In 1983, while working for WESH TV in Orlando, I came up with the idea to do a three-part series about a Space Coast Experimental Aircraft Owners Club. These guys were NASA engineers by day (or Kennedy Space Center retirees) and aviation enthusiasts during their spare time. They flew out of Merritt Island Airport, a small municipal facility with a runway adjacent to the picturesque Indian River.
Wouldn’t you like to glide in my beautiful balloon? That’s me in the photo above, flying with owner-pilot John Thomas in his beautiful Glasair “balloon”.
These are photos of the day we shot video and interviewed with men who would rather punch holes through clouds than walk on terra firma.
As I recall, this was an exhibit of their handiwork — an exhibition of homebuilt aircraft that ranged from a one-seater mosquito sized fixed wing outfitted with a lawnchair for the pilot, to the sleek Glasair that sliced through the air like a dart
Lucky for me, I got to go up in the Glasair and as we flew over the coast, John Thomas put us through loop de loops, barrel rolls, and other fun aerobatics that took my breath away and boosted my adrenaline by an order of magnitude! As he put it “This is the most fun anyone can have with their clothes on!” I agreed wholeheartedly!
Cameraman Dave flew alongside us in a Cessna, getting B-roll for the report. That’s John Thomas and me in the Glasair off Dave’s wingtip. The Glasair cruising speed was about 150 knots, so while the Cessna puttered along at about 85, John slowed it down so Dave could get the shots he needed, but we were nearly at stall speed while doing so! (Can you see me in the right hand seat? I’m the one with the big grin!)
On the ground. Yep, that’s me, in between interviews checking out the situation, planning for my next move, while camera man Dave shoots B-roll. Central Florida and especially Brevard County (“The Space Coast”) is a hotbed of general aviation activity. Our warm year-round climate, aviation infrastructure, local technology and business centers, aerospace-literate population, and relatively low fuel prices compared to other areas of the country are some of the factors that brings pilots to this area. There are about 1800 licensed pilots on the Space Coast.

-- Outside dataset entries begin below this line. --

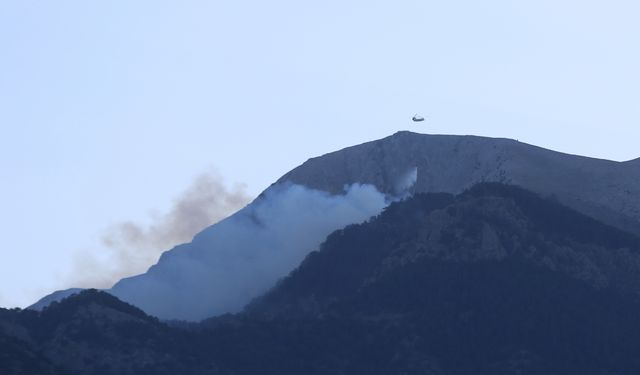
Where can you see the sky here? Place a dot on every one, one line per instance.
(112, 113)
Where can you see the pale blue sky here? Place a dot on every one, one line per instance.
(108, 109)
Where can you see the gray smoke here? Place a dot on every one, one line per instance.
(130, 247)
(241, 257)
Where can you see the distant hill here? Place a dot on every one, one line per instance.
(240, 258)
(495, 280)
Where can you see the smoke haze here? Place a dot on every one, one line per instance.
(130, 247)
(241, 257)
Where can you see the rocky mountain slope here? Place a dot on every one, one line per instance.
(496, 280)
(604, 189)
(236, 260)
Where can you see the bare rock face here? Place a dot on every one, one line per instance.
(606, 190)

Whether a design is built exactly to proven plans or is a completely new design, an amateur-built aircraft has to be FAA registered and pass a stringent airworthiness inspection before it can be issued an airworthiness certificate and legally fly. To read more about homebuilts or “experientals”, click here.
The final picture (below) was taken about four years later, after I left WESH-TV for a job at Kennedy Space Center. I’m on the flight line at the Shuttle Landing Facility (SLF). Behind me are the T-38 jets the astronauts use to zoom back and forth between Florida and Houston and all over the country. The jets are parked, indicating some of the astronauts are in town, probably preparing for an upcoming space shuttle launch. The gal sitting on the ground loading film into the camera was my secretary Robbi B. The fellow I’m talking to was one of our flight techs who was explaining something or other to me. I don’t remember. But it was pretty interesting at the time!
I love flying. My first time in the air was with my Dad who was a pilot and for a short time co-owned a plane with a friend who was with the FBI. I think I was four years old the first time he took me up. I loved it then, and that hasn’t changed. I married a man who flew his own plane. And works for a major airline. Tell you something? “Pack up, let’s fly away!”